Wednesday, December 14, 2011

Back to Basics Again


There is a constant cascade of words, feelings, sensations, ideas, memories and sounds. I could be watching a student breathing, or riding on a subway, or drifting in and out of sleep and this would still be so. Somehow there are ways to narrow the focus of attention and at the same time open up levels of awareness. It turns out that it never works to try to shut all this down, turn it off, ignore it, block it out. The only thing that works is to open awareness even wider so that, in some way, all this billowing, thrashing, distracting material becomes just a very small bit in a much much more vast expanse.

Sounds unbelievable even to me, and yet, if the breath is the raft and my attention is floating on that, everything else is just part of the ocean.

So sometimes the swells are noticeable, or a wave crashes in and totally pulls me away from the breath. The funny thing is that it doesn't matter at all, because I can smile at this (or not even react beyond noticing that it happened) and turn my attention right back to my breath. Not getting sucked into judging the situation, or hanging on to the idea or the feeling that splashed onto my raft and caught my attention, I lose nothing.

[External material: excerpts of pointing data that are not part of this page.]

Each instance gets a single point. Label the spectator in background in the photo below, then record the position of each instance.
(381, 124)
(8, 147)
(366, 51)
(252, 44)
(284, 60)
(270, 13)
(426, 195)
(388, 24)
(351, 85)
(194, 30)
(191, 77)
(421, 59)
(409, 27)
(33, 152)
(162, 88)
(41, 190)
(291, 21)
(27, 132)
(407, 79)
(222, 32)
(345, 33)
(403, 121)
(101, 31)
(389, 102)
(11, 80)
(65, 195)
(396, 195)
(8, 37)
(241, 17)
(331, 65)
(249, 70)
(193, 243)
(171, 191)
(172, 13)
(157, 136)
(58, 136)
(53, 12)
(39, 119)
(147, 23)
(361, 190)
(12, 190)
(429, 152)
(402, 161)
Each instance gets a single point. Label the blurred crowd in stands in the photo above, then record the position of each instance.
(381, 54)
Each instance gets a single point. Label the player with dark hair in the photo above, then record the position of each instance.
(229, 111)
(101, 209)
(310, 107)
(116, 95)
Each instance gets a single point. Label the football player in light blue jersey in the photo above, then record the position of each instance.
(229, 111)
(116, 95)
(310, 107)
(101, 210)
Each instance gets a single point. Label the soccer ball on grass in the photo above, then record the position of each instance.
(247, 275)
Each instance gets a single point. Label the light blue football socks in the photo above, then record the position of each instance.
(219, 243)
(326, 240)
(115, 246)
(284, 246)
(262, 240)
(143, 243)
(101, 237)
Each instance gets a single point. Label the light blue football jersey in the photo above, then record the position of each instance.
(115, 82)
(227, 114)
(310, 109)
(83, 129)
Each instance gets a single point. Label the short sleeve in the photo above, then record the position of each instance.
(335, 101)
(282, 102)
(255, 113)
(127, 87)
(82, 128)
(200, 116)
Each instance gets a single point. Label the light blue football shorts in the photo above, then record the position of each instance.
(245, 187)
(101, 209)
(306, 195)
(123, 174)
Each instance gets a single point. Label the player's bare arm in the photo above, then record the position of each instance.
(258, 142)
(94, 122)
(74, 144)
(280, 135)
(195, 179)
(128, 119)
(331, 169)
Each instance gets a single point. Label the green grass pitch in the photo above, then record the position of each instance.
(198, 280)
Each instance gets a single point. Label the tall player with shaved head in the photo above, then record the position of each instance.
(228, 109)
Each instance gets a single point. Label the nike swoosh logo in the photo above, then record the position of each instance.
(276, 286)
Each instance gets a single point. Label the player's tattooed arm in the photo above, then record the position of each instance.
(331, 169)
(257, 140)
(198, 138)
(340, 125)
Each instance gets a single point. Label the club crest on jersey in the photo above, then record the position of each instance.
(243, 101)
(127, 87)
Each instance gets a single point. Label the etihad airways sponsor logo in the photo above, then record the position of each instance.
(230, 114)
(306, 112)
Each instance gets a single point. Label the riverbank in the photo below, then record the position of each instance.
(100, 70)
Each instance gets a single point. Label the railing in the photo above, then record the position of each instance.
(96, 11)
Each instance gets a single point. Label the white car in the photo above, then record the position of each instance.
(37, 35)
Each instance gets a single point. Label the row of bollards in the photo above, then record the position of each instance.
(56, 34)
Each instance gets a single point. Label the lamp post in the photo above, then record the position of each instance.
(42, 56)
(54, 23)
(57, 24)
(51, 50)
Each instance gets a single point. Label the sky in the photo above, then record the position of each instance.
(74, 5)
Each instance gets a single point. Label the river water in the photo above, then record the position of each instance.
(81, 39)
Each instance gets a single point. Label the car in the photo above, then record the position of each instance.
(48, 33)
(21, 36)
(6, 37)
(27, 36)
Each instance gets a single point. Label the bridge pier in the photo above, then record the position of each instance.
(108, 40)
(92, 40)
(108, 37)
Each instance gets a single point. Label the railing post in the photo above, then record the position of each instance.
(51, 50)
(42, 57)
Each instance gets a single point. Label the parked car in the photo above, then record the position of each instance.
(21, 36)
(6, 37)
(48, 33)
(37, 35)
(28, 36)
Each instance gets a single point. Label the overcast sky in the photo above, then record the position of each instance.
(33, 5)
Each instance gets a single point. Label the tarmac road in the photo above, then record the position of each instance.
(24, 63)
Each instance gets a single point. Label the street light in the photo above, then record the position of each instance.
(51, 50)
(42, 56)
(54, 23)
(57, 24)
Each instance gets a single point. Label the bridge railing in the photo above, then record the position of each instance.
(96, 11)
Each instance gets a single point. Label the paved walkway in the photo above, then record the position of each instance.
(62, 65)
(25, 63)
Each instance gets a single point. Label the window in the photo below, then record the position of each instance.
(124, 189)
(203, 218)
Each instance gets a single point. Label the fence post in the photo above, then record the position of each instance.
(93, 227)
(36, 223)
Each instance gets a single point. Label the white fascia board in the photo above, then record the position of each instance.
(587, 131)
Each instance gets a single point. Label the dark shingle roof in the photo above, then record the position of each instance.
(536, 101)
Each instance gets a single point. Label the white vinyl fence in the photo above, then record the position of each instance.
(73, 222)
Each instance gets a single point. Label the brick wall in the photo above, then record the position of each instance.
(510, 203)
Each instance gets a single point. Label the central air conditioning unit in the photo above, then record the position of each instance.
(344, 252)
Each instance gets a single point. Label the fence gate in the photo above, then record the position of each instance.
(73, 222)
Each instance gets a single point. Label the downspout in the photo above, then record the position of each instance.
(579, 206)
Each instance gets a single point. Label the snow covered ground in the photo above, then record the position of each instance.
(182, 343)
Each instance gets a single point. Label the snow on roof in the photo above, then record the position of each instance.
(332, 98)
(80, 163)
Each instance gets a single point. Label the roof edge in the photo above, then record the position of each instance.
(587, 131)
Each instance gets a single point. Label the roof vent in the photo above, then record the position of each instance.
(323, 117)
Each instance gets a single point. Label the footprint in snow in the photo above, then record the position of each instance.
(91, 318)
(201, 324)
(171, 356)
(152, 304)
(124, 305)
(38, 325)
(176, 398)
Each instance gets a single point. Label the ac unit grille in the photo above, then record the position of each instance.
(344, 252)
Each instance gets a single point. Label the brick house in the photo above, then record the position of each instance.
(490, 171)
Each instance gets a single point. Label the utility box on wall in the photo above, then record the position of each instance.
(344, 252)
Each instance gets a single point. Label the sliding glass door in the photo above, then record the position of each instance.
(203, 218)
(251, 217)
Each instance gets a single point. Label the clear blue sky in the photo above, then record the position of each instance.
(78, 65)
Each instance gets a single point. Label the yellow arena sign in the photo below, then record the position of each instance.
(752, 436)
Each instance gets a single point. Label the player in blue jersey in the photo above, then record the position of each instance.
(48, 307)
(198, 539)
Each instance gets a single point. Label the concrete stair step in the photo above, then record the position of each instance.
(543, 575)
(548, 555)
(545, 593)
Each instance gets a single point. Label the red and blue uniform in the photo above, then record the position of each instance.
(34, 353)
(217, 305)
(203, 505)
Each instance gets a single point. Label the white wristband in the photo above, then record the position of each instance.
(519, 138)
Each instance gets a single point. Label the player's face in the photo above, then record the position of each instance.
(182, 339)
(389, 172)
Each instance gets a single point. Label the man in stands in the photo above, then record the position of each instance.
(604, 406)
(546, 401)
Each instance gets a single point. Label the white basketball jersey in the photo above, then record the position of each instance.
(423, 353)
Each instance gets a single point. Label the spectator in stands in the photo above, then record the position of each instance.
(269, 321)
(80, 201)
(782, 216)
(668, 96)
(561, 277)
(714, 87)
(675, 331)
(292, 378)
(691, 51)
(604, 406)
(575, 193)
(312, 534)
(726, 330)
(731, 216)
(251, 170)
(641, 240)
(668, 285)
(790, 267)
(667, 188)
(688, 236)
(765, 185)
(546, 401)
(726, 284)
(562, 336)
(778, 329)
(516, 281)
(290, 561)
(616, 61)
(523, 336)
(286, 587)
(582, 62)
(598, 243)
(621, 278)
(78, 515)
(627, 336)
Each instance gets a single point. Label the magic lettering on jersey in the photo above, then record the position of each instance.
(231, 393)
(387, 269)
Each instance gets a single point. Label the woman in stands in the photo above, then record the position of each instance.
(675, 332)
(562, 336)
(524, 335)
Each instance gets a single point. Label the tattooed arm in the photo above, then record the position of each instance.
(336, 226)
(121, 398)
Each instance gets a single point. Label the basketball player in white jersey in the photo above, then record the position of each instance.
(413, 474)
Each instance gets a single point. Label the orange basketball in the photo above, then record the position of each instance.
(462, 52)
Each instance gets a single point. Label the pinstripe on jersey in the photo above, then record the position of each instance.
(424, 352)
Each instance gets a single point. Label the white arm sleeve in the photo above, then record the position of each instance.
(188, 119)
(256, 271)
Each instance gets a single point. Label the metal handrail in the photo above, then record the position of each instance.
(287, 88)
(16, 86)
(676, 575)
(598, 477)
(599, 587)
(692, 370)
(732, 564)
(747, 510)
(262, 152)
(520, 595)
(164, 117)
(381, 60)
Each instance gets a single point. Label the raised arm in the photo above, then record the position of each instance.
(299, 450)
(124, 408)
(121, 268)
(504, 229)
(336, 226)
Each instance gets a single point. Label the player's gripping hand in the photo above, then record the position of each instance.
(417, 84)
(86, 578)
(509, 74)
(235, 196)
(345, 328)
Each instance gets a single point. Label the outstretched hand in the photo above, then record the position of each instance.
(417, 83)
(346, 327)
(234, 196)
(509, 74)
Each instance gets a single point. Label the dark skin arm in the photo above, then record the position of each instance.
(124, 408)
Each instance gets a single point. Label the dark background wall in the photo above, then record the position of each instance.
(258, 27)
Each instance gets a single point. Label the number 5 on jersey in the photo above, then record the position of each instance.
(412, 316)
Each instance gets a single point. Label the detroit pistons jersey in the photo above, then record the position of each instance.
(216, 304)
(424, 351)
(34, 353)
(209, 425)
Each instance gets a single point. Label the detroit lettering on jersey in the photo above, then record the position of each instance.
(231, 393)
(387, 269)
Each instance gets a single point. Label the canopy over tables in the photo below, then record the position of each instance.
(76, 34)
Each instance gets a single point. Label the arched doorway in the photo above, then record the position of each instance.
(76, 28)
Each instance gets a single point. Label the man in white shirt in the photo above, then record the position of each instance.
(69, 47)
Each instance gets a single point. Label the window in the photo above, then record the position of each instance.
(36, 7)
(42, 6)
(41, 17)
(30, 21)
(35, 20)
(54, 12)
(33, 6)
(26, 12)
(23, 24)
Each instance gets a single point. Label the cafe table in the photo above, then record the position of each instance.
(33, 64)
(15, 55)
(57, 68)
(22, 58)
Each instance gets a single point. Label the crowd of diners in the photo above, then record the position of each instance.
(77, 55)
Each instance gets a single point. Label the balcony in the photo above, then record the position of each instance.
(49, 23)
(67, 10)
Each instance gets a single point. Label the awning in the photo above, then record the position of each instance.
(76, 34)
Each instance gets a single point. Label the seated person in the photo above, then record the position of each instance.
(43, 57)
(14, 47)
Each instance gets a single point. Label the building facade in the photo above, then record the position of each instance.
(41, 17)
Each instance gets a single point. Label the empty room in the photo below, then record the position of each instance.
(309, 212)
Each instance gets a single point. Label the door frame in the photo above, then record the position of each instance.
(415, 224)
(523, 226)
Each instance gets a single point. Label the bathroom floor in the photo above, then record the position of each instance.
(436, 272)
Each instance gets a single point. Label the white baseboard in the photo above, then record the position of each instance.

Who is measuring how many times I climb back onto my breath-raft? Who is laughing at the object that managed to pull me off? Just me, all me, not me at all. There is a swirl of energy around my breath that contains everything -- that which will distract me and that which grounds me. The ability to focus my attention gradually gets stronger, more able, more adaptable to the movements of words, feelings, sensations, reactions in general and conditions in particular.

So I come back to the most basic practice again and again: simplify, experience, abide. And it is the breath that takes me, follows me, holds me, sends me, returns me and enables me to play this game at all of observing and being my self.